2. Copy data from native Wayland app, paste into win32 app
When we get a new offer from the native Wayland app, the clipboard can be populated with the offered content types by any process (e.g., the one that receives the `wl_data_device.selection` event). However, we need to mark a specific win32 window as the owner of the clipboard, which will then be responsible for providing the data for a particular content type when it receives the WM_RENDERFORMAT window message. The current approach across all drivers is to create a special, message-only win32 window that represents the real native clipboard owner:
1. [This MR] Have a single owner window for all processes, which will then forward any request for clipboard data to the window that actually has access to them (i.e., the one with the Wayland focus). 2. [Follow-up to other MR] Have a separate owner window for each process, which can request the data directly from within the same process.
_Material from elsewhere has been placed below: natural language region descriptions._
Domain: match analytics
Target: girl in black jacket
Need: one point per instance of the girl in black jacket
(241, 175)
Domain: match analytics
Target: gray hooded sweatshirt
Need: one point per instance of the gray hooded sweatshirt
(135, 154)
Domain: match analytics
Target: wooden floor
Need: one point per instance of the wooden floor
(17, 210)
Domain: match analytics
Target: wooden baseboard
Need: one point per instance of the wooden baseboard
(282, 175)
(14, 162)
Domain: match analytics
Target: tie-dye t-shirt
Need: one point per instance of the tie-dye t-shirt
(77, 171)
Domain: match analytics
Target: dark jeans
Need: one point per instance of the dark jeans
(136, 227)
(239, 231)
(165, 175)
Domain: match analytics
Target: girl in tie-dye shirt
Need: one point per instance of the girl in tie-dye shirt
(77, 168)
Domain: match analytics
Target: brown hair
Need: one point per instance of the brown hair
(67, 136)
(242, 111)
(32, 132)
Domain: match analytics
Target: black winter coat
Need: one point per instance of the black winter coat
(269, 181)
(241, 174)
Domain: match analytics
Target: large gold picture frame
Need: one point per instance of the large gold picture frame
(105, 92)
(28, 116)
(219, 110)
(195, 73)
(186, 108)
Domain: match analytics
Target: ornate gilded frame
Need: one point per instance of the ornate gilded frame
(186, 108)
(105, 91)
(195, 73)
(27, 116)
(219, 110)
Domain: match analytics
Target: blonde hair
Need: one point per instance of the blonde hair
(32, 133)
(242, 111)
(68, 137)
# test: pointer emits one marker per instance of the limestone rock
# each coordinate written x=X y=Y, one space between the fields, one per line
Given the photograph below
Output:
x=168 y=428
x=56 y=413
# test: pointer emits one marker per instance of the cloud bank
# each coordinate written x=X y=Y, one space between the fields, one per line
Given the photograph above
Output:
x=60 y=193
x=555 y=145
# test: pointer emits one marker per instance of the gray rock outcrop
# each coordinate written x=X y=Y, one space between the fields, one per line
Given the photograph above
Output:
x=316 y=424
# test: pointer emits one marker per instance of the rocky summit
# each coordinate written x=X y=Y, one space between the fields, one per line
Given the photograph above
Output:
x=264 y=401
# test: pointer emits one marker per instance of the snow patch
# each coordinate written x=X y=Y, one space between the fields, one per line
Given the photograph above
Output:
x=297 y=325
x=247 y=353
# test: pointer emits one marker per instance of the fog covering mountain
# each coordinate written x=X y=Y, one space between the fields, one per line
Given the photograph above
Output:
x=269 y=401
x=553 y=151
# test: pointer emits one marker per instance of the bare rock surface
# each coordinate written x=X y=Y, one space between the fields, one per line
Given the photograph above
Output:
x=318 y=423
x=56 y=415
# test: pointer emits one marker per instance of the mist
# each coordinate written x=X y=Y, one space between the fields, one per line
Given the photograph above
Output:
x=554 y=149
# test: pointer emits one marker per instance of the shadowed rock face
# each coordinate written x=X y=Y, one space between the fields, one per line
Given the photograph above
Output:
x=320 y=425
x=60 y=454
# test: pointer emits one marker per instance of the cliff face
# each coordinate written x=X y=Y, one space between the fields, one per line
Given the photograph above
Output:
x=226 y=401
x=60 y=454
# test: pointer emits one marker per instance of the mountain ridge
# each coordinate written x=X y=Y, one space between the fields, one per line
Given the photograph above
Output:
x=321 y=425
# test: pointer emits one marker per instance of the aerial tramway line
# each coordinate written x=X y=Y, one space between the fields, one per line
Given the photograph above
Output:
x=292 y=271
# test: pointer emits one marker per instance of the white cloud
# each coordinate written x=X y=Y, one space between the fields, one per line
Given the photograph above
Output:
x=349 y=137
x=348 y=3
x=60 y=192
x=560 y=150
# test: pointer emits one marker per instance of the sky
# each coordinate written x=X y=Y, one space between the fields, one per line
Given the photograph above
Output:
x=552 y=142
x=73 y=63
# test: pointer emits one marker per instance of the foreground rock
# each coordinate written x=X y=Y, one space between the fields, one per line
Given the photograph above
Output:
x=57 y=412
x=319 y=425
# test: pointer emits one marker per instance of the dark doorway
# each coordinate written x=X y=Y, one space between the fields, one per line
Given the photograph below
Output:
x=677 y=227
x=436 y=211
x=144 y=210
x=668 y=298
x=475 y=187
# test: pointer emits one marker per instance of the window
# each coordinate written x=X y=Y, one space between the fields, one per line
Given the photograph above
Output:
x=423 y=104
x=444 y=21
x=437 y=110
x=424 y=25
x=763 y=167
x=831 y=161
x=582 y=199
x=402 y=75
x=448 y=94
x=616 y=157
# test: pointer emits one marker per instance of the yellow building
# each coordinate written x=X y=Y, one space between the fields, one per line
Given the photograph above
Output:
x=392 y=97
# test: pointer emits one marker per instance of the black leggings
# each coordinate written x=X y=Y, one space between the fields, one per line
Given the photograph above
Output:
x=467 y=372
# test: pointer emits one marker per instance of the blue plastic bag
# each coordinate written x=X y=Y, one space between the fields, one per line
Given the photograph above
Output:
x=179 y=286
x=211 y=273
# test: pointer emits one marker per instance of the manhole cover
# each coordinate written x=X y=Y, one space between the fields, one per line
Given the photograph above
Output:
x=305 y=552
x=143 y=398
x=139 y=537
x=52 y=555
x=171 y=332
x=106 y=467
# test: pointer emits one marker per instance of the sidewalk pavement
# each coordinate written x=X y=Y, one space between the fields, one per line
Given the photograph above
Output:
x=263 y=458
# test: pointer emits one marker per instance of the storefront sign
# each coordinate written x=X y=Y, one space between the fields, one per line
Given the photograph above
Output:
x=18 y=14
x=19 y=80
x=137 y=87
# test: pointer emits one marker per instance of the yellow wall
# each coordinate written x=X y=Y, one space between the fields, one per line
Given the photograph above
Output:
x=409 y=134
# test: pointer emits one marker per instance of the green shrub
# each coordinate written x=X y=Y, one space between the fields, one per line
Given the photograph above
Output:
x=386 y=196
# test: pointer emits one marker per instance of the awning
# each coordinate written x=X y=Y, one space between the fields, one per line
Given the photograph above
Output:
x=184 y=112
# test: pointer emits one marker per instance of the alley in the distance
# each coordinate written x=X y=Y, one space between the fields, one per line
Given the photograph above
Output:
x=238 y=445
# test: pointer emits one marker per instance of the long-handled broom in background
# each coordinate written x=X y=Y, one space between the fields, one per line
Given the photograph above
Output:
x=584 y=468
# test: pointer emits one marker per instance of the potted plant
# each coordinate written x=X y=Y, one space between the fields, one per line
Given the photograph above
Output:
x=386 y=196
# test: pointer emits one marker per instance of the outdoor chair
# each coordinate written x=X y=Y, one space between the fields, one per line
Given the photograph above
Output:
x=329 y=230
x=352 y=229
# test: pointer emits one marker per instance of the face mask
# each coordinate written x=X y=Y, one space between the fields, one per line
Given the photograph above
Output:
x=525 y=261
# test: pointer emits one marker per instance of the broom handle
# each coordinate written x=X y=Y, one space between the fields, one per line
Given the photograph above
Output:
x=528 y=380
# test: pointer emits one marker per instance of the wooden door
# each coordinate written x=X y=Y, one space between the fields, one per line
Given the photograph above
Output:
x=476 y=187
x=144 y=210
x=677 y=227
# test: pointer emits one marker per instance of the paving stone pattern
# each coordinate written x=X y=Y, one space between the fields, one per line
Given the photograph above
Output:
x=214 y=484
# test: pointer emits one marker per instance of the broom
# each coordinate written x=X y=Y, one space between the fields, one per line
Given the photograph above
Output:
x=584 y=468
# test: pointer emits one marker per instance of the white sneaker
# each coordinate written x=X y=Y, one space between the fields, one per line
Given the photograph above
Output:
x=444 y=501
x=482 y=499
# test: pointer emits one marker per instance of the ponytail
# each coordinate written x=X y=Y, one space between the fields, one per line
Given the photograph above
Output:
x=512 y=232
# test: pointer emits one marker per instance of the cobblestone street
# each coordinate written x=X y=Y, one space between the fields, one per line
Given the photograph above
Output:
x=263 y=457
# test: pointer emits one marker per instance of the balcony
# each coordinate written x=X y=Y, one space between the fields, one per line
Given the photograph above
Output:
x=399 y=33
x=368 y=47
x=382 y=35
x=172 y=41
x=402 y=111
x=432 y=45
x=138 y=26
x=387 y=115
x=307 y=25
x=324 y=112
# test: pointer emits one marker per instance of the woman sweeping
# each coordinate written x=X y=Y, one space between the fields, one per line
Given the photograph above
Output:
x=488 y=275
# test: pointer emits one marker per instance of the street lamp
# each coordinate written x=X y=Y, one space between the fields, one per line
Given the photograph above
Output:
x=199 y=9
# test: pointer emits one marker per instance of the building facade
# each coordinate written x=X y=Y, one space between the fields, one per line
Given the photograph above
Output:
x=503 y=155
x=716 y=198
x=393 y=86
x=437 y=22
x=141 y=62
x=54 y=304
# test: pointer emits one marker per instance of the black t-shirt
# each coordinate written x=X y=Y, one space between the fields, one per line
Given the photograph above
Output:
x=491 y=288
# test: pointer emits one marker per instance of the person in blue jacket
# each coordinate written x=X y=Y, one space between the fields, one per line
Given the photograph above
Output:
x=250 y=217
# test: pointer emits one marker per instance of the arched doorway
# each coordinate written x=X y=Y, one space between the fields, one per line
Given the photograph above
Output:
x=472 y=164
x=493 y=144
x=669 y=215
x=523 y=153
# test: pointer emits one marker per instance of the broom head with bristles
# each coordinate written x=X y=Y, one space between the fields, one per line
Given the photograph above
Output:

The owner window changes dynamically as Wayland focus moves to different processes.
The design space is not limited to the above and I am happy to explore other avenues if needed. I experimented a bit with some other ideas (e.g., see https://gitlab.winehq.org/wine/wine/-/merge_requests/7236#note_94002), but I am currently most comfortable with the alternative MR approach for wl_data_device, which doesn't deviate much from how the clipboard integration is done in the other Wine drivers.
That doesn't mean we won't bend over backwards to help with whatever, I would rather explore a design that allow us to set the clipboard even without focus with wl_data_device than to allow all wine apps to read the clipboard without focus via ext-data-control if that's what's needed to solve your problems.
What you propose would help in terms of functionality with clipboard direction (1) above. Compared to data-control, though, it would still be both less powerful and more complex, since the main part of the integration complexity comes from direction (2). However, if we do want the fallback anyway, the complexity aspect perhaps is not as important (and in fact supporting only one protocol would be simpler).
In the end I think the decision boils down to just one thing: whether we are happy with the somewhat limited (but mostly adequate) functionality that's possible with wl_data_device, or we want to provide the 100% full win32 clipboard functionality.
--
I understand that the decision to use data-control (or not) involves wider, somewhat not-technical aspects. To me this whole discussion underlines that there are fundamental unresolved issues in the concept of privileged protocols:
1. Without a sandbox it's game over in terms of security anyway (and as you said the sandbox can limit access to privileged protocols). 2. It's a losing game to expose a protocol and then expect applications to just be good Wayland citizens and not use it, without enforcing that restriction somehow. Also, who decides which applications should use which protocol?
But I guess this is a discussion for another forum.